Sheldon, sitting on alone, wondered if the other man would have decided
to pull out in the morning had Joan not sailed away. Well, there was one
bit of consolation in it: Joan had certainly lingered at Berande for no
man, not even Tudor. "I start in an hour"--her words rang in his brain,
and under his eyelids he could see her as she stood up and uttered them.
He smiled. The instant she heard the news she had made up her mind to
go. It was not very flattering to man, but what could any man count in
her eyes when a schooner waiting to be bought in Sydney was in the wind?

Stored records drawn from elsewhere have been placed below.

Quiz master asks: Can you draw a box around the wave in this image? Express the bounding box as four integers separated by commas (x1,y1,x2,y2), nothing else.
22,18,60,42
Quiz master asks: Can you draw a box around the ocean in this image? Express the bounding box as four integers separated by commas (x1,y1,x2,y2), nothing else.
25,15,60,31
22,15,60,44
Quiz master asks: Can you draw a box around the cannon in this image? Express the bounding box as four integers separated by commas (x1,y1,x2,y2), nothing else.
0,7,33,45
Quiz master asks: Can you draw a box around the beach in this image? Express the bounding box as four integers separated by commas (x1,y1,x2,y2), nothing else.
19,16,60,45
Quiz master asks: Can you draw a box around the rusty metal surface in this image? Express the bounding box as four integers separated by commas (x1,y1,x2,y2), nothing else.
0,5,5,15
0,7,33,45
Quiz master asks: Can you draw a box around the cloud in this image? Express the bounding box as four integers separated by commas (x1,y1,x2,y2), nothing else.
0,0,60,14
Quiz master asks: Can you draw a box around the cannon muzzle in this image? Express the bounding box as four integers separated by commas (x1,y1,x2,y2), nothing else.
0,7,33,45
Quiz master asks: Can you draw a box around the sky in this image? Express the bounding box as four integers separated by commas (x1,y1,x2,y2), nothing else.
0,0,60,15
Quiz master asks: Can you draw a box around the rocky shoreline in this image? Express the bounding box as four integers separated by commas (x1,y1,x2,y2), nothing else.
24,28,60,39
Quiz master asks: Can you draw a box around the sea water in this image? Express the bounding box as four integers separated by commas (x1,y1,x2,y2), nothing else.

What a creature! What a creature!
* * * * *
Berande was a lonely place to Sheldon in the days that followed. In the
morning after Joan's departure, he had seen Tudor's expedition off on its
way up the Balesuna; in the late afternoon, through his telescope, he had
seen the smoke of the _Upolu_ that was bearing Joan away to Sydney; and
in the evening he sat down to dinner in solitary state, devoting more of
his time to looking at her empty chair than to his food. He never came
out on the veranda without glancing first of all at her grass house in
the corner of the compound; and one evening, idly knocking the balls
about on the billiard table, he came to himself to find himself standing
staring at the nail upon which from the first she had hung her Stetson
hat and her revolver-belt.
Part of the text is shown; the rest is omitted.